De tevredenheid van opdrachtgevers over hard- en soft service providers is vergelijkbaar, respectievelijk een 7,6 en een 7,8. Het valt echter op dat er grote verschillen zitten in de wijze waarop opdrachtgevers beide soorten providers beoordelen. Voor hard service providers geldt dat opdrachtgevers met name vakmanschap, het nakomen van afspraken en het goed aansluiten op businessbehoeften zeer belangrijk vinden. Voor soft service providers ligt de focus vooral op integratie van dienstverlening en samenwerking. De hoge tevredenheid over zowel hard- als soft service providers laat zien dat beide soorten providers goed in staat zijn om in te spelen op de andere verwachtingspatronen die opdrachtgevers hebben over de dienstverlening.

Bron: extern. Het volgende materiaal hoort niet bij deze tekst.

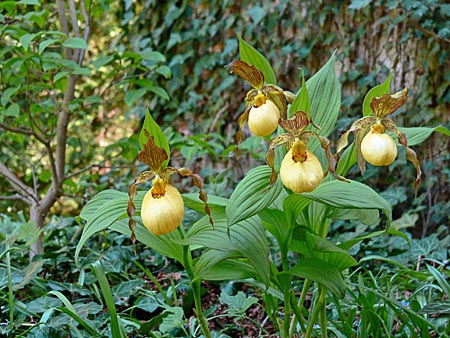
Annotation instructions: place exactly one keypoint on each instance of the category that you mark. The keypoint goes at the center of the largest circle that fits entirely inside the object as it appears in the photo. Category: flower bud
(263, 119)
(162, 210)
(301, 172)
(378, 149)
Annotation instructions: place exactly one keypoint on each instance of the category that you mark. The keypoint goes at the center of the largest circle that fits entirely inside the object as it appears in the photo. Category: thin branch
(87, 29)
(75, 28)
(17, 184)
(16, 130)
(64, 25)
(14, 197)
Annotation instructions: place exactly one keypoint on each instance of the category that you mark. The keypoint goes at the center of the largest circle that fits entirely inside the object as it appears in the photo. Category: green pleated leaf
(294, 205)
(108, 209)
(313, 246)
(302, 101)
(439, 276)
(320, 272)
(252, 194)
(352, 195)
(193, 201)
(252, 57)
(247, 237)
(277, 223)
(348, 244)
(77, 43)
(154, 130)
(166, 245)
(230, 269)
(417, 135)
(366, 216)
(377, 91)
(209, 258)
(102, 211)
(325, 94)
(347, 160)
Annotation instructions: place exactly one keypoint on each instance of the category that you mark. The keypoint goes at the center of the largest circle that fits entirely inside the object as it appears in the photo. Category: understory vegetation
(102, 102)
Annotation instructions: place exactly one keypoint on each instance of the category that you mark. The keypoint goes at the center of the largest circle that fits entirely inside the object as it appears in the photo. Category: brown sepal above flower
(276, 95)
(295, 128)
(152, 155)
(249, 73)
(387, 104)
(296, 125)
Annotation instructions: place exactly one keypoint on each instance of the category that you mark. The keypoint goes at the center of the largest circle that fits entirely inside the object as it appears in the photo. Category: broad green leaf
(107, 211)
(166, 245)
(313, 246)
(7, 94)
(164, 71)
(102, 61)
(13, 110)
(294, 204)
(29, 2)
(348, 244)
(252, 194)
(159, 91)
(347, 160)
(209, 258)
(351, 195)
(320, 272)
(132, 95)
(417, 135)
(440, 278)
(302, 101)
(377, 91)
(366, 216)
(248, 237)
(252, 57)
(154, 130)
(45, 43)
(238, 303)
(230, 270)
(153, 56)
(216, 203)
(325, 94)
(26, 39)
(277, 223)
(76, 43)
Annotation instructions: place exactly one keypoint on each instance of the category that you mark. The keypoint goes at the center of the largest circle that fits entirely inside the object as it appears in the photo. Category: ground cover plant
(262, 220)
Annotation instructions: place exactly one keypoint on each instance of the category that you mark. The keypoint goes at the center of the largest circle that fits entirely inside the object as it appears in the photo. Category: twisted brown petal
(249, 73)
(152, 155)
(387, 104)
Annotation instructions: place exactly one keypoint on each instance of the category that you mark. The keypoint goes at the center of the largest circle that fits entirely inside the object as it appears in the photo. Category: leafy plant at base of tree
(236, 247)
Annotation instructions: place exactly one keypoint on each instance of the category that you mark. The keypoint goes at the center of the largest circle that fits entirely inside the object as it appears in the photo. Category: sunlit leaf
(320, 272)
(77, 43)
(325, 94)
(252, 194)
(301, 101)
(377, 91)
(248, 73)
(352, 195)
(313, 246)
(417, 135)
(154, 130)
(251, 56)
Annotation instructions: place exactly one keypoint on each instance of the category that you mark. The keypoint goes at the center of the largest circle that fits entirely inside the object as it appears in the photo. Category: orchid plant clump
(292, 199)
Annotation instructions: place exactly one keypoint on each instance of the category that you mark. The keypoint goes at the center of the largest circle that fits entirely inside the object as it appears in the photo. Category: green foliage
(384, 279)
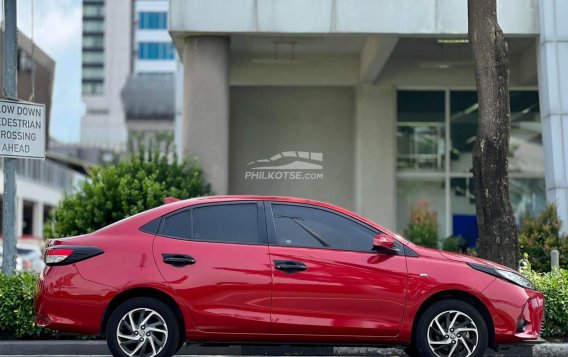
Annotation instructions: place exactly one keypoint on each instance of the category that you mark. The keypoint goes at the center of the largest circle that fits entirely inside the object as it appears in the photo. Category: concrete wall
(375, 154)
(105, 111)
(266, 121)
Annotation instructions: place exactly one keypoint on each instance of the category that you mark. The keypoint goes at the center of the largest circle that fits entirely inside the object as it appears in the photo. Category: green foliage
(554, 286)
(17, 306)
(538, 236)
(133, 185)
(423, 226)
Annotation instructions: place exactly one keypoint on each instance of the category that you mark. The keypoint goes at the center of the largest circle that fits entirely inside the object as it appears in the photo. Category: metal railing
(48, 173)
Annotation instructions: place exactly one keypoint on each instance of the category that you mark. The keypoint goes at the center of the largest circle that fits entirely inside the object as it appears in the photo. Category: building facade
(106, 64)
(41, 184)
(368, 104)
(148, 96)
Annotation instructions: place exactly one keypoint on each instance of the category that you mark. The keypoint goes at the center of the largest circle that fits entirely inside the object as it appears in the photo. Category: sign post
(22, 134)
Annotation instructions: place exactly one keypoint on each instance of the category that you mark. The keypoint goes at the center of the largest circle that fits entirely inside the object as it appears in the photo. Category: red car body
(234, 293)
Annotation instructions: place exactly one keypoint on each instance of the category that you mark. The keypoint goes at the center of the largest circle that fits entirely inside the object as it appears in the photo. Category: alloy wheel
(452, 333)
(142, 332)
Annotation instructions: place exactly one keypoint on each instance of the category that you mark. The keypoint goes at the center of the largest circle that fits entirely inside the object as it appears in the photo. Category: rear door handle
(178, 260)
(290, 266)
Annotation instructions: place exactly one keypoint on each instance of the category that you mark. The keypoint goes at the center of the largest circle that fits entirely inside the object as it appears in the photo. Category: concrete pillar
(553, 85)
(375, 154)
(38, 219)
(205, 127)
(19, 216)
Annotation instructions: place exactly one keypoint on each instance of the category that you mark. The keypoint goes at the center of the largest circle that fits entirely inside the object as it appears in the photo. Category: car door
(216, 258)
(326, 278)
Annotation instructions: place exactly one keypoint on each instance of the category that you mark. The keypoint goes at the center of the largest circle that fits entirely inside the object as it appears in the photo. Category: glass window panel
(525, 147)
(177, 225)
(526, 153)
(93, 73)
(528, 197)
(93, 41)
(92, 88)
(153, 20)
(93, 57)
(301, 226)
(92, 10)
(93, 25)
(234, 223)
(463, 214)
(420, 130)
(411, 191)
(463, 129)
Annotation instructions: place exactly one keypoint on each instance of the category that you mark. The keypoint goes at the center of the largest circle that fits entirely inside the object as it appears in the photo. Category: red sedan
(243, 269)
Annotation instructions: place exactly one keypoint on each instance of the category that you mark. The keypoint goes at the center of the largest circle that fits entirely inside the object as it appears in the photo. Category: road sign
(22, 129)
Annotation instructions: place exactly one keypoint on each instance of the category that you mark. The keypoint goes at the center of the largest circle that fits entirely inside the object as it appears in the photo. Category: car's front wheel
(451, 328)
(143, 327)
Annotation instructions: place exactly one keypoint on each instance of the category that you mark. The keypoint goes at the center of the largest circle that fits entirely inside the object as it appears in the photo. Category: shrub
(538, 236)
(423, 226)
(136, 184)
(554, 286)
(17, 306)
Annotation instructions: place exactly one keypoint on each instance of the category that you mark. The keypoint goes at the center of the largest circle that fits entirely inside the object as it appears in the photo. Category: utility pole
(10, 51)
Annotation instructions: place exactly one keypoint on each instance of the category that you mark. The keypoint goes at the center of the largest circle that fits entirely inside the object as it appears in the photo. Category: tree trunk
(495, 220)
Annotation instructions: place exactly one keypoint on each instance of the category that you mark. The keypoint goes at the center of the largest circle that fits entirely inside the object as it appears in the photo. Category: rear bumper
(65, 301)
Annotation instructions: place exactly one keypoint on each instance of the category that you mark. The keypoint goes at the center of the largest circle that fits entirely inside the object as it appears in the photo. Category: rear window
(177, 225)
(231, 223)
(22, 251)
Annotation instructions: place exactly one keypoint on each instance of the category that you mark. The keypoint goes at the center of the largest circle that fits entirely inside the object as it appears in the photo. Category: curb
(98, 347)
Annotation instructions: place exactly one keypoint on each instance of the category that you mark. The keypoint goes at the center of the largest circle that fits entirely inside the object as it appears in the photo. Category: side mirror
(383, 243)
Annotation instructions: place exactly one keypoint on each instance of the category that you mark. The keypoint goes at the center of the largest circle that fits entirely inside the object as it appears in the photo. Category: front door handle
(290, 266)
(178, 260)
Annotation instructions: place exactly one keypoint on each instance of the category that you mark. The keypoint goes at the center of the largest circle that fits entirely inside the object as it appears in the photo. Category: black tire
(162, 319)
(470, 337)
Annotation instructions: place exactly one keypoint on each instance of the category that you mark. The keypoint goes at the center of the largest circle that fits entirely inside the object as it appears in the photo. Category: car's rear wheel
(451, 328)
(143, 327)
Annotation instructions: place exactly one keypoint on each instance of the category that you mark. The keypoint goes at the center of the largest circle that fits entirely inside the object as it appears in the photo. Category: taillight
(67, 254)
(53, 256)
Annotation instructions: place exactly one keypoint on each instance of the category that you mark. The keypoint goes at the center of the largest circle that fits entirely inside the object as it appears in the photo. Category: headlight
(508, 275)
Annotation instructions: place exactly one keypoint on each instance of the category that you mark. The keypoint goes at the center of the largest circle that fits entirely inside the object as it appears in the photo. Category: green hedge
(17, 307)
(554, 286)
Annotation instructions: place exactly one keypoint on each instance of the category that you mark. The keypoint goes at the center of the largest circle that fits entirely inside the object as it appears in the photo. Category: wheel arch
(144, 292)
(462, 296)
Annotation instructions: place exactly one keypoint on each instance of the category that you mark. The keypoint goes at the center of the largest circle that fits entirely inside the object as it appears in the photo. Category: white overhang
(396, 17)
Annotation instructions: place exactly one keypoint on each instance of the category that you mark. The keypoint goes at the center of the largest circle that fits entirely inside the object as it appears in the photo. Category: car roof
(146, 216)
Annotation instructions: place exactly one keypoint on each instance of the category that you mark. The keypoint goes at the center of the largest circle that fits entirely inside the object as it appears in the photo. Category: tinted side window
(233, 223)
(177, 225)
(301, 226)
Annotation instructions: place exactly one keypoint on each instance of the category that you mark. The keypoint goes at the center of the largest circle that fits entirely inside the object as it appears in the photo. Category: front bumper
(518, 313)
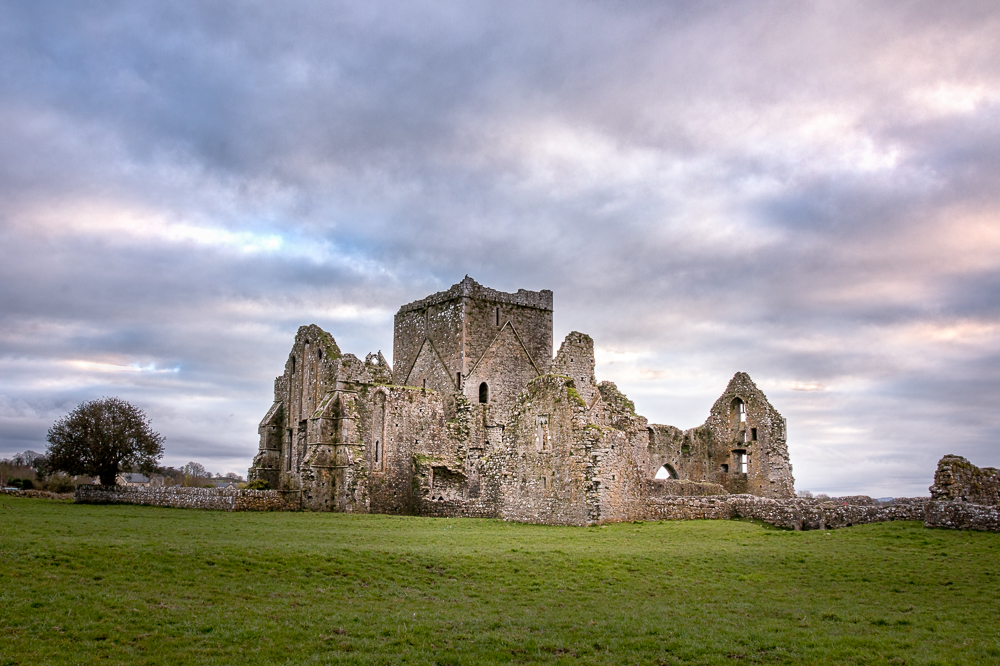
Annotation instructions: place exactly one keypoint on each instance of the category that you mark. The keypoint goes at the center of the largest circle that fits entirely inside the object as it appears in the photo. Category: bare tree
(102, 438)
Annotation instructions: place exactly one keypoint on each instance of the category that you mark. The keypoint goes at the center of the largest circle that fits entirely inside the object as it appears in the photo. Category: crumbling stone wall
(958, 480)
(476, 418)
(796, 514)
(963, 516)
(221, 499)
(965, 497)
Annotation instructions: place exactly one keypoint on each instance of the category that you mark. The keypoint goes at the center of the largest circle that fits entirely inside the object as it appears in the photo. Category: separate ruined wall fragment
(964, 496)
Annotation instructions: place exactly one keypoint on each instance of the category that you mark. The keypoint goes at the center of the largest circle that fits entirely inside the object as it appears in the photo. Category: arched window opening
(738, 412)
(666, 472)
(741, 460)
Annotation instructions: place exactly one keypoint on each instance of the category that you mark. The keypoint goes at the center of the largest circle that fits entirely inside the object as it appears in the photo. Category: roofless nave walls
(477, 418)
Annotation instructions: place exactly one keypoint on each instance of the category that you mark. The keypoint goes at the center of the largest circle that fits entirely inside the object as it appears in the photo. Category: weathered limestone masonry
(224, 499)
(964, 496)
(476, 418)
(797, 514)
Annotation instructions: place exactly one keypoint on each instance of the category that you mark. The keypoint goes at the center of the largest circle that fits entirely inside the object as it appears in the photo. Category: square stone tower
(475, 341)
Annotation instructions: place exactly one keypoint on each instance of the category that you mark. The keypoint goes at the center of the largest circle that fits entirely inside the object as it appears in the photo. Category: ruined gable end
(475, 417)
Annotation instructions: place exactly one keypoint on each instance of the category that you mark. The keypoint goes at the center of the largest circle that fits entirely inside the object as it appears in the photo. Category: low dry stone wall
(221, 499)
(797, 514)
(37, 494)
(963, 516)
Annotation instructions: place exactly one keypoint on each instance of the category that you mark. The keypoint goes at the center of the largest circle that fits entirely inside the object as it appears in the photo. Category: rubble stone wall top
(959, 480)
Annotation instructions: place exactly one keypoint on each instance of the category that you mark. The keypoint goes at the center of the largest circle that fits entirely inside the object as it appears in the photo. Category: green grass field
(142, 585)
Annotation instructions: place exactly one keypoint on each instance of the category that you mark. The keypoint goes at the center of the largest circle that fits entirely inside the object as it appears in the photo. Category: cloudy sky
(808, 192)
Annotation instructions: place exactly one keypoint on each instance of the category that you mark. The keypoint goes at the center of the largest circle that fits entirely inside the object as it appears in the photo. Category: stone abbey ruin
(477, 417)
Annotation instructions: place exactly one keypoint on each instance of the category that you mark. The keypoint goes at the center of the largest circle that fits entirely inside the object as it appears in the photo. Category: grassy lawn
(129, 584)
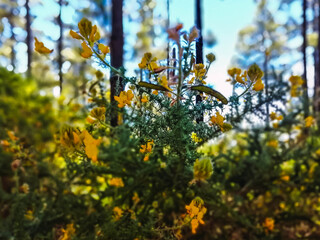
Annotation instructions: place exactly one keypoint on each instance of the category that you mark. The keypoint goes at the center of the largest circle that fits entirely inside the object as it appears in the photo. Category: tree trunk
(60, 47)
(13, 39)
(116, 46)
(304, 47)
(29, 38)
(317, 61)
(199, 49)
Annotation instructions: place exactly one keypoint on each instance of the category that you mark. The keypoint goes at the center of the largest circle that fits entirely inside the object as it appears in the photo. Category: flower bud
(255, 72)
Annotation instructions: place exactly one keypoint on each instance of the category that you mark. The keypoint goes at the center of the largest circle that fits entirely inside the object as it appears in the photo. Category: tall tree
(316, 24)
(116, 45)
(60, 45)
(199, 48)
(28, 38)
(304, 52)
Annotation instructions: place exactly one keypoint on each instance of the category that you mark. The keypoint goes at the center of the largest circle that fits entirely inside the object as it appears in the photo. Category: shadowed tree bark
(28, 38)
(316, 24)
(116, 48)
(60, 47)
(199, 48)
(304, 47)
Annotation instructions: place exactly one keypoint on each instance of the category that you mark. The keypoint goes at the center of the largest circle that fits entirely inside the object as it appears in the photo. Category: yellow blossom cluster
(117, 213)
(195, 137)
(195, 213)
(148, 62)
(268, 224)
(272, 143)
(74, 139)
(218, 120)
(199, 71)
(202, 170)
(248, 79)
(116, 182)
(97, 115)
(89, 35)
(147, 149)
(68, 233)
(275, 117)
(124, 98)
(308, 121)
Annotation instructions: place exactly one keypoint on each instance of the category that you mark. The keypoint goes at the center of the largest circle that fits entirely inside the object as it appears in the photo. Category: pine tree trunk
(60, 47)
(29, 38)
(199, 49)
(317, 61)
(116, 46)
(13, 39)
(304, 47)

Niet nieuw of verrassend is dat opdrachtgevers in grote mate verwachten dat de functie van kantoor drastisch gaat veranderen. Kantoor wordt meer een plek voor ontmoeten en samenwerken, terwijl geconcentreerd en individueel werken meer verschuift naar de thuiswerkplek. Bijna twee derde van de opdrachtgevers verwacht dat dit leidt tot een structurele facilitaire ondersteuning in de thuissituatie. Bovendien verwacht meer dan de helft van de respondenten een toename van decentrale kantoorlocaties en gedeelde hubs. Dit heeft tot resultaat dat de dienstverlening van opdrachtgevers segmenteert: meer locaties, meer type omgevingen en meer diversiteit in de gevraagde diensten en de bijbehorende kwaliteit en volumes. Als we dit vertalen naar wat gevraagd wordt van providers, dan verwachten wij een sterkere focus op ondernemerschap (proactiviteit, flexibiliteit), personalisering (maatwerk, diversiteit) en vooral innovatie en continu verbeteren.